Kemudian Kohara-san menyodorkan sebungkus makanan ke saya. "Ini mochi, hadiah tahun baru dari saya. Tahun baru kemarin saya pulang ke kampung saya di Nagoya." Saya menerimanya dengan senang hati.

Mochi dari Kohara-san
Tak lama kemudian, Dr. Yamazaki datang. Setelah berbincang dengan Kohara-san sejenak, saya lalu diminta mengikuti Kohara-san ke Lab. Sebelum ke Lab, Kohara-san mengajarkan saya cara mengakses clean bench. “Jadi, di lab nanti tersedia dua clean bench. Untuk menggunakannya, terlebih dahulu kita harus melakukan reservasi. Nah, silahkan daftar di sini,” kata Kohara-san sambil menunjukkan langkah-langkah reservasi clean bench.

“Apa lagi yang yang harus kita reservasi penggunaannya?” tanya saya usai mereservasi clean bench nomor 2 untuk hari ini pukul 10.00-12.00.

“Mmmm...saya rasa tidak ada.
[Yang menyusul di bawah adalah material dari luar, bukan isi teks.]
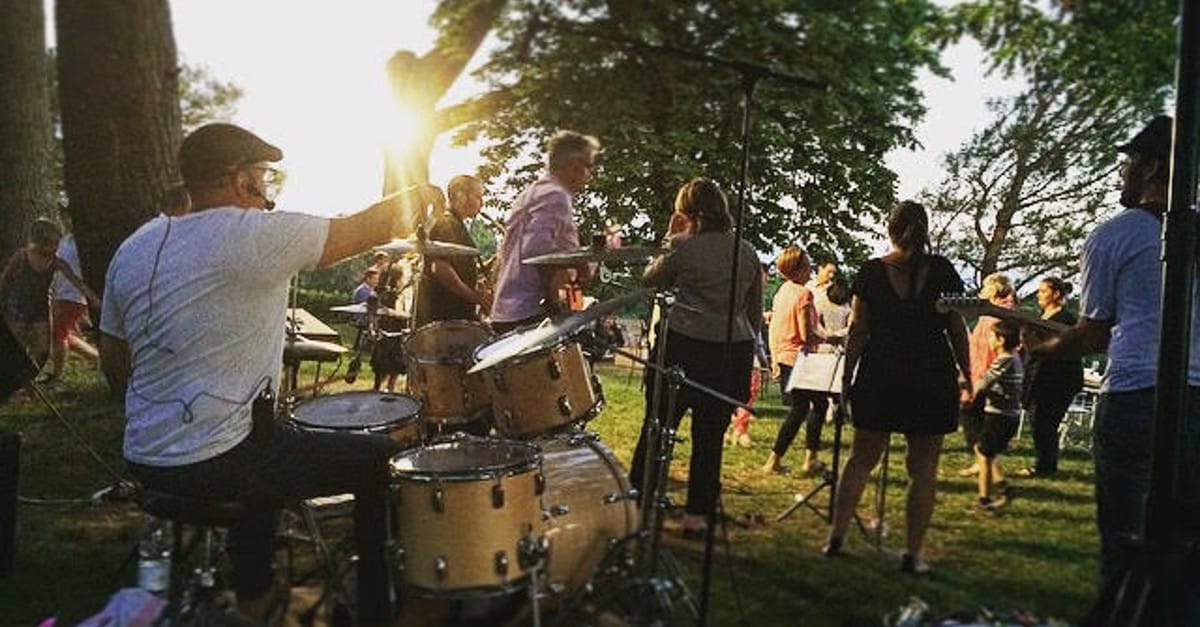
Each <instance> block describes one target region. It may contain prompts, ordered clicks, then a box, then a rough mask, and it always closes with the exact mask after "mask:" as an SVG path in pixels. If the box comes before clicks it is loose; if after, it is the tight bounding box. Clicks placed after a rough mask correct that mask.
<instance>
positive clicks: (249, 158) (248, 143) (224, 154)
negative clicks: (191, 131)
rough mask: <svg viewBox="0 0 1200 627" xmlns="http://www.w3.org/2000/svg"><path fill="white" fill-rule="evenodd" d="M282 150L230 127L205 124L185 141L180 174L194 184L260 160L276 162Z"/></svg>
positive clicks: (220, 176) (282, 154)
mask: <svg viewBox="0 0 1200 627" xmlns="http://www.w3.org/2000/svg"><path fill="white" fill-rule="evenodd" d="M281 159H283V151H282V150H280V149H278V148H276V147H274V145H271V144H269V143H266V142H264V141H263V139H262V138H260V137H258V136H257V135H254V133H252V132H250V131H247V130H245V129H242V127H240V126H236V125H233V124H223V123H215V124H206V125H204V126H200V127H199V129H197V130H194V131H192V132H191V135H188V136H187V137H185V138H184V143H182V145H180V147H179V172H180V174H182V177H184V183H186V184H188V185H193V184H197V183H206V181H214V180H217V179H220V178H221V177H223V175H226V174H228V173H229V172H230V171H233V169H236V168H239V167H241V166H247V165H250V163H257V162H259V161H278V160H281Z"/></svg>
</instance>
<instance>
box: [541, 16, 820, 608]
mask: <svg viewBox="0 0 1200 627" xmlns="http://www.w3.org/2000/svg"><path fill="white" fill-rule="evenodd" d="M552 26H553V28H557V29H559V30H562V31H564V32H568V34H570V35H577V36H584V37H590V38H596V40H602V41H608V42H612V43H617V44H622V46H629V47H632V48H637V49H642V50H648V52H652V53H659V54H666V55H670V56H677V58H684V59H689V60H692V61H700V62H703V64H708V65H714V66H719V67H727V68H731V70H733V71H736V72H738V73H739V74H740V76H742V167H740V173H739V178H738V203H737V215H734V220H733V263H732V268H731V271H730V299H728V310H727V312H726V328H725V351H724V358H722V360H721V363H722V369H724V378H725V382H726V383H730V377H731V376H732V364H731V360H732V354H731V344H732V336H733V320H734V311H733V303H736V301H737V289H738V269H739V268H738V265H739V258H740V253H742V232H743V225H744V216H745V204H746V181H748V178H749V171H750V112H751V111H752V109H754V90H755V86H756V85H757V84H758V80H761V79H763V78H770V79H773V80H779V82H782V83H788V84H791V85H793V86H799V88H804V89H818V90H823V89H824V88H826V85H824V83H821V82H817V80H812V79H810V78H803V77H798V76H792V74H787V73H784V72H779V71H775V70H772V68H769V67H766V66H762V65H757V64H751V62H748V61H740V60H736V59H724V58H720V56H714V55H709V54H703V53H697V52H692V50H685V49H680V48H674V47H670V46H655V44H650V43H646V42H643V41H638V40H632V38H629V37H623V36H619V35H608V34H601V32H596V31H594V30H590V29H581V28H578V26H574V25H571V24H566V23H563V22H558V20H556V22H554V23H553V24H552ZM756 280H757V279H756ZM722 456H724V450H722V449H718V452H716V467H718V468H720V467H721V458H722ZM719 503H720V480H719V479H718V497H716V498H715V500H714V507H713V509H712V510H710V512H708V532H707V535H706V537H704V566H703V579H702V583H701V592H700V623H701V625H708V615H709V614H708V603H709V595H710V590H712V574H713V544H714V541H715V531H716V524H715V522H716V521H718V520H719V519H720V518H721V516H718V515H716V508H718V507H720V504H719Z"/></svg>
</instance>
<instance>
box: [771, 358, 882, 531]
mask: <svg viewBox="0 0 1200 627" xmlns="http://www.w3.org/2000/svg"><path fill="white" fill-rule="evenodd" d="M805 362H806V364H805ZM844 366H845V351H844V350H842V347H841V346H836V347H835V348H834V351H833V352H832V353H808V354H802V356H800V357H799V358H798V359H797V363H796V365H793V366H792V374H791V376H790V377H788V380H787V384H785V386H784V390H785V393H790V392H792V390H797V389H803V390H808V392H816V393H818V394H822V395H824V396H826V398H827V399H828V400H829V402H832V404H833V406H834V420H833V424H834V428H833V459H832V460H830V464H829V466H828V467H826V468H824V470H823V471H822V472H821V482H820V483H817V485H816V486H814V488H812V489H811V490H809V491H808V492H797V494H796V496H794V498H796V502H794V503H792V504H791V506H788V508H787V509H785V510H782V512H781V513H780V514H779V515H778V516H775V521H776V522H779V521H782V520H785V519H786V518H787V516H790V515H792V514H794V513H796V512H797V510H798V509H799V508H800V507H808V508H809V509H810V510H812V513H814V514H816V515H817V516H818V518H820V519H821V520H823V521H824V522H826V524H830V522H833V508H834V503H835V502H836V496H838V477H839V473H840V470H841V429H842V426H844V425H845V423H846V412H845V406H844V405H842V402H841V381H842V369H844ZM888 448H890V446H889V447H888ZM887 459H888V458H887V449H884V456H883V474H882V476H881V483H880V486H878V490H880V491H878V498H877V503H876V509H877V510H876V535H875V544H876V549H878V548H880V545H882V541H883V536H882V530H883V496H882V495H883V492H882V490H883V489H884V485H886V480H887V479H886V477H887ZM826 488H828V489H829V503H828V506H827V509H826V510H821V509H820V508H818V507H817V506H815V504H812V497H815V496H816V495H817V494H820V492H821V491H822V490H824V489H826ZM853 515H854V524H856V525H858V530H859V531H860V532H863V535H864V536H870V533H869V531H868V529H866V525H865V524H864V522H863V519H862V516H859V515H858V512H854V514H853Z"/></svg>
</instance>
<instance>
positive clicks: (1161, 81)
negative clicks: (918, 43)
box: [929, 0, 1175, 283]
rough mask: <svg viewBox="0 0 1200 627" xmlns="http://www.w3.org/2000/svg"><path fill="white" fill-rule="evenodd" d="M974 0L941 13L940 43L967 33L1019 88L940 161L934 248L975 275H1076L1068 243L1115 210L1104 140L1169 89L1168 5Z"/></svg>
mask: <svg viewBox="0 0 1200 627" xmlns="http://www.w3.org/2000/svg"><path fill="white" fill-rule="evenodd" d="M1122 5H1123V4H1122V2H1072V4H1069V5H1067V4H1062V5H1052V6H1051V5H1045V4H1044V2H1042V4H1039V2H1030V1H1022V2H1014V1H979V2H967V4H964V5H959V6H955V7H953V8H952V10H949V11H948V12H947V14H946V20H944V23H943V26H944V28H943V30H942V37H943V40H942V41H943V42H949V41H954V40H956V38H959V37H964V36H971V37H974V38H977V40H978V41H979V42H980V43H982V44H983V46H984V48H985V49H986V50H988V53H989V54H990V56H991V60H992V70H994V71H996V72H1000V73H1002V74H1004V76H1008V77H1021V78H1024V79H1025V82H1026V86H1025V88H1024V90H1022V91H1021V92H1020V94H1018V95H1015V96H1013V97H1009V98H1002V100H997V101H994V102H992V103H991V108H992V111H994V112H995V114H996V117H995V119H994V120H992V121H990V123H989V124H988V126H985V127H984V129H983V130H982V131H979V132H977V133H976V135H974V136H973V137H971V139H968V141H967V142H966V143H965V144H964V145H962V147H961V148H959V149H958V150H955V151H954V153H952V154H950V155H948V156H947V157H946V167H947V175H946V179H944V180H943V181H942V183H941V184H940V186H938V187H937V189H936V190H934V191H931V192H930V193H929V199H930V204H931V207H932V209H934V211H935V215H934V220H935V223H936V233H935V234H936V237H937V238H938V240H940V245H941V249H942V250H944V251H947V252H949V253H950V255H952V256H954V257H956V258H958V259H960V261H961V262H962V263H965V264H967V265H970V267H971V268H973V269H974V271H976V273H977V276H976V280H977V282H978V280H979V279H980V277H982V276H985V275H988V274H990V273H994V271H1004V273H1008V274H1010V275H1012V276H1014V277H1015V279H1016V280H1018V282H1019V283H1022V282H1026V281H1031V280H1036V279H1037V277H1038V276H1039V275H1043V274H1046V273H1052V274H1058V275H1064V276H1069V275H1072V274H1074V273H1076V271H1078V268H1076V259H1078V257H1079V251H1080V244H1081V243H1082V239H1084V237H1085V235H1086V233H1087V232H1088V231H1090V229H1091V227H1092V226H1094V223H1096V222H1097V220H1099V219H1102V217H1104V216H1105V215H1106V214H1109V213H1111V211H1112V210H1115V205H1114V204H1112V193H1111V192H1112V191H1114V190H1115V189H1116V183H1117V179H1116V174H1115V171H1116V165H1117V160H1118V157H1120V155H1118V154H1117V153H1116V147H1117V145H1118V144H1120V143H1121V142H1123V141H1124V139H1126V138H1128V137H1129V136H1130V135H1132V133H1133V132H1135V131H1136V130H1138V129H1140V127H1141V126H1142V125H1144V124H1145V123H1146V121H1147V120H1148V119H1150V118H1151V117H1152V115H1153V114H1156V113H1158V112H1160V111H1162V108H1163V106H1164V102H1165V100H1166V97H1168V96H1169V92H1170V85H1171V79H1172V73H1171V68H1172V59H1174V52H1175V50H1174V46H1175V28H1174V26H1172V17H1174V10H1175V6H1174V4H1172V2H1168V1H1164V0H1154V1H1153V2H1146V4H1144V5H1141V10H1139V11H1129V10H1128V8H1129V7H1127V6H1122Z"/></svg>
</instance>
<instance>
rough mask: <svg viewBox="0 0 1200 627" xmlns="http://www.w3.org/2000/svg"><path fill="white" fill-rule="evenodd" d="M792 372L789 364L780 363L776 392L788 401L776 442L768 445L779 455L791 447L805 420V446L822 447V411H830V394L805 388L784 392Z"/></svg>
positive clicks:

Selain itu, semua bebas akses untuk siapa saja,” kata Kohara-san.

Kami lalu keluar dari gedung kantor menuju gedung laboratorium. “Kyou wa samui desu ne! (hari ini dingin sekali),” kata Kohara-san sambil merapatkan jaketnya.

Aaa, sou nan desu ne. In my town, Sumbawa no machi ni, sore wa atsui desu ne (Aaa, begitu ya. Di kota saya, Sumbawa, cuacanya panas),” ujar saya sambil mencampur-campur bahasa Jepang dan Inggris. Kami pun tertawa.

Di dalam lab, saya hanya boleh membawa buku dan alat tulis. Tas dan jaket saya simpan di loker. Sebelum bisa mengakses clean bench, kami harus melalui ruang persiapan dulu. Ada dua ruang persiapan. Ruang pertama untuk memakai jas lab khusus—warna biru untuk pria dan pink pudar untuk wanita—dan sandal khusus, serta meletakkan sepatu di rak. Setelah itu, kami memasuki ruang kedua, berisi lubang-lubang untuk menghembuskan angin untuk membersihkan tubuh dari kotoran-kotoran. Barulah setelah itu kami masuk ke laboratorium.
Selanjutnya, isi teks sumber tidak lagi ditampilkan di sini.